Anchoring was the dominant manipulation across all models. GPT-5.4's mean anchoring shift (25.7pp) was more than 10x its optimistic priming effect (+2.5pp). A single sentence mentioning "a respected analyst estimated 75%" was dramatically more effective than paragraphs of reasoning.
The Uncomfortable Truth
These three experiments converge on a single conclusion: LLM probability estimates are not beliefs. They are outputs shaped by prompt, temperature, sampling, and framing.
This doesn't mean LLMs are useless as forecasters. Claude's consistency numbers are genuinely impressive — a mean standard deviation of 2.94pp under repeated querying and only 5.1pp of anchoring shift. But even Claude's best performance includes a 33pp worst-case spread on repeated identical prompts.
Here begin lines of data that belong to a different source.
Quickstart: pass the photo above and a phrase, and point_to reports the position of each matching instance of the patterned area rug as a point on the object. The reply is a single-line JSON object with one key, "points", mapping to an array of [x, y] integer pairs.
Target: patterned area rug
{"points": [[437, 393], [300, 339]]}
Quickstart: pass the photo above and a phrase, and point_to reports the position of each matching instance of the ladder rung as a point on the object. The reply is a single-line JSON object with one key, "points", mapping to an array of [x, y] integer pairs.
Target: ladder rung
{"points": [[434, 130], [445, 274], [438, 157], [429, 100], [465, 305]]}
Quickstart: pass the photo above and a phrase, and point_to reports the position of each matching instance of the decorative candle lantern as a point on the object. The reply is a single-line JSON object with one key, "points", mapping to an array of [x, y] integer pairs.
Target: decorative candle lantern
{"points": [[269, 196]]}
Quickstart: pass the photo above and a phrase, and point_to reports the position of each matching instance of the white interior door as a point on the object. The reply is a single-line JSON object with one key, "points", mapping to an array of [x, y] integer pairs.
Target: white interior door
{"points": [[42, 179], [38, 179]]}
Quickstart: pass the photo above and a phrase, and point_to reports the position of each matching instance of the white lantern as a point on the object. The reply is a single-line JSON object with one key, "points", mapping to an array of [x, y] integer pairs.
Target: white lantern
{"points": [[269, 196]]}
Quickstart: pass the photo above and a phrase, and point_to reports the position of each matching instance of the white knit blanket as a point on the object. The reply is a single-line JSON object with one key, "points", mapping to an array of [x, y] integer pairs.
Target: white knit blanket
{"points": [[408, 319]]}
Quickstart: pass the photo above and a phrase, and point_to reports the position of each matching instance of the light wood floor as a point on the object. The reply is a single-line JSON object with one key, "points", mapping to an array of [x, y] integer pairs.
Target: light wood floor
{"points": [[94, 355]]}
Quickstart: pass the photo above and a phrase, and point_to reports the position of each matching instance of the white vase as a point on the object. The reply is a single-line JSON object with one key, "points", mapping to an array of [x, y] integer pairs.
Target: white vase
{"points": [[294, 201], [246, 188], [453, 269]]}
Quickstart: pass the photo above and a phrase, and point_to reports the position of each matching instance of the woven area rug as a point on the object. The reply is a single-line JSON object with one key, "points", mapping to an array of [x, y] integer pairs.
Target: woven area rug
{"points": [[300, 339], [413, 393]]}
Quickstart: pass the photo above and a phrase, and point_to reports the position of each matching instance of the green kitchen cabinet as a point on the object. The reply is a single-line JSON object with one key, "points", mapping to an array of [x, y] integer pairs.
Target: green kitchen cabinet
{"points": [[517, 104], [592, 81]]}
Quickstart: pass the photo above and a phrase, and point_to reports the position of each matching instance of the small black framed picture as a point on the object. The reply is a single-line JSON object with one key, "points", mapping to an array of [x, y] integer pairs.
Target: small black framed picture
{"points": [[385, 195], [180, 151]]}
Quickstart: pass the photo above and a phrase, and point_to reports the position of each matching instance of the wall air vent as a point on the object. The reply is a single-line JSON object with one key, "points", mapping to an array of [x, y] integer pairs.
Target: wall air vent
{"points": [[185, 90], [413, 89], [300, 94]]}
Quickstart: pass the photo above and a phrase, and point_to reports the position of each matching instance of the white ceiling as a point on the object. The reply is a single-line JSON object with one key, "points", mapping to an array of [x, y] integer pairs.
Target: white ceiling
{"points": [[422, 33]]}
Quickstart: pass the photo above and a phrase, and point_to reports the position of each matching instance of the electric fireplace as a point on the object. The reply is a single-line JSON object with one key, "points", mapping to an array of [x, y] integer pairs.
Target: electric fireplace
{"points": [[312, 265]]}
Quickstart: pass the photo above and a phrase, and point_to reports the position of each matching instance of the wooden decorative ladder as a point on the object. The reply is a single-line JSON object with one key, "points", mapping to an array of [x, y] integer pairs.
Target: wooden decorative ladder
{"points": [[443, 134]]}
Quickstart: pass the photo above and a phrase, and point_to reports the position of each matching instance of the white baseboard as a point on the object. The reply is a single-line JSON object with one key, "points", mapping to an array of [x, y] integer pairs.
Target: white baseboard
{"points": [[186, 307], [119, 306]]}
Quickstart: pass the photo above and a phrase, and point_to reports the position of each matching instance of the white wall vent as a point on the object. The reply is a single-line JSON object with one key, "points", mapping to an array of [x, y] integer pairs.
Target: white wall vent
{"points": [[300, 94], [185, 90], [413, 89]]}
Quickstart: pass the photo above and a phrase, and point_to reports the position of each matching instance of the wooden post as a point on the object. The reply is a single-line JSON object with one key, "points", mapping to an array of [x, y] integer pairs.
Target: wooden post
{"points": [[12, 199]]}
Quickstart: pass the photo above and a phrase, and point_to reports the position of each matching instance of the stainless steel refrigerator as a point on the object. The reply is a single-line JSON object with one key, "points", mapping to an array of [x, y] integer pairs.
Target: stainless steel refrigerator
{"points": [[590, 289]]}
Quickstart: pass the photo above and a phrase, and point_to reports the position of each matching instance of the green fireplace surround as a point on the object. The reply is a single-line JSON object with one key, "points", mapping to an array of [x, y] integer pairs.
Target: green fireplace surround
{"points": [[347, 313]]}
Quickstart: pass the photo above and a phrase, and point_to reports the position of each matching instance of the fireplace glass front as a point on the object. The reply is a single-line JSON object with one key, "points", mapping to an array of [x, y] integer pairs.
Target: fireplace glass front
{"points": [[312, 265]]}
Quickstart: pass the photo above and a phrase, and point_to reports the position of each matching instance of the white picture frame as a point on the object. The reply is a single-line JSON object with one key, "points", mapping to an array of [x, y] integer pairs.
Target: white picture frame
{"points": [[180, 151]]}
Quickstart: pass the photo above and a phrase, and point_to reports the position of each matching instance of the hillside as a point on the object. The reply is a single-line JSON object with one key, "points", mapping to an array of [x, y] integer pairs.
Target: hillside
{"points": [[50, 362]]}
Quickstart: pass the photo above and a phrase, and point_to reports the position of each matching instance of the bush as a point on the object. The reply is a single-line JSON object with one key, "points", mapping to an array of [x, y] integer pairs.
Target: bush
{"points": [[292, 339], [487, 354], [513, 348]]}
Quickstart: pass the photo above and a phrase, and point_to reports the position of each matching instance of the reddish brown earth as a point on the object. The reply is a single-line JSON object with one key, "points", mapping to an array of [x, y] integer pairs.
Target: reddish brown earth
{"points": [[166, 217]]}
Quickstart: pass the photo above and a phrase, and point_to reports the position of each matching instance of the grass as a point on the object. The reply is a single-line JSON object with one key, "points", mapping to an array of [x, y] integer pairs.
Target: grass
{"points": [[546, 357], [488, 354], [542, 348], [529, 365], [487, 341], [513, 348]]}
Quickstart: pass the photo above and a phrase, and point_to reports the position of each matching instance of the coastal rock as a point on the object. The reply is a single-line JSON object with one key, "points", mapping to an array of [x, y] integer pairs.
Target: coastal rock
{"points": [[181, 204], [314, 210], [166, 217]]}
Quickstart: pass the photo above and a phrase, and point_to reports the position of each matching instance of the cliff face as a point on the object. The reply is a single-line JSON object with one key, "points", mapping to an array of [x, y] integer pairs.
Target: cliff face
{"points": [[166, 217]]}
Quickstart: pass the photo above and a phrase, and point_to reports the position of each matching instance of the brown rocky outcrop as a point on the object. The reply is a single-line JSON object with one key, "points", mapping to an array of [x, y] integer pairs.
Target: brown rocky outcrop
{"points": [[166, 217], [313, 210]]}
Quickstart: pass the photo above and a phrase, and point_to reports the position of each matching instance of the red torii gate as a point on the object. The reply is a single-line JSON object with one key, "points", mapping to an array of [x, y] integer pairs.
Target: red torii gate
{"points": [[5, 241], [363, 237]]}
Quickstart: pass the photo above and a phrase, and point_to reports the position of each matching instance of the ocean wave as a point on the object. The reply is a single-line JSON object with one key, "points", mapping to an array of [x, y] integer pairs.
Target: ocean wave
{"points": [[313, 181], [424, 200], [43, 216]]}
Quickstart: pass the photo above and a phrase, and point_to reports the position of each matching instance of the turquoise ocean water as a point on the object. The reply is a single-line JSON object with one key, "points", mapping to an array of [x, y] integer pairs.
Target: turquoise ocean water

Three rules for using LLM forecasts
1. Sample, don't ask once. The difference between a single sample and the mean of five samples can be as large as 15pp. At minimum, take the median of 3-5 runs.
2. Parameter tuning is second-order. The average Grok-vs-Claude gap was 28.9pp. Adjusting temperature moved Grok by 10.65pp. If you're worried about accuracy, switch models before you tune parameters.
3. Audit for anchoring. If your prompt mentions any specific probability — even as context — the model's output may be contaminated. Strip anchors from prompts, or at least run anchor-free baselines alongside anchored versions.
A forecaster that never moves is just a prior. A forecaster that moves on everything is just an echo. The question is whether LLMs are forecasters or mirrors.
Methodology
All experiments were conducted in March 2026 using frontier model APIs. Questions were sourced from a structured forecast dataset covering AI infrastructure, semiconductors, energy, and geopolitics.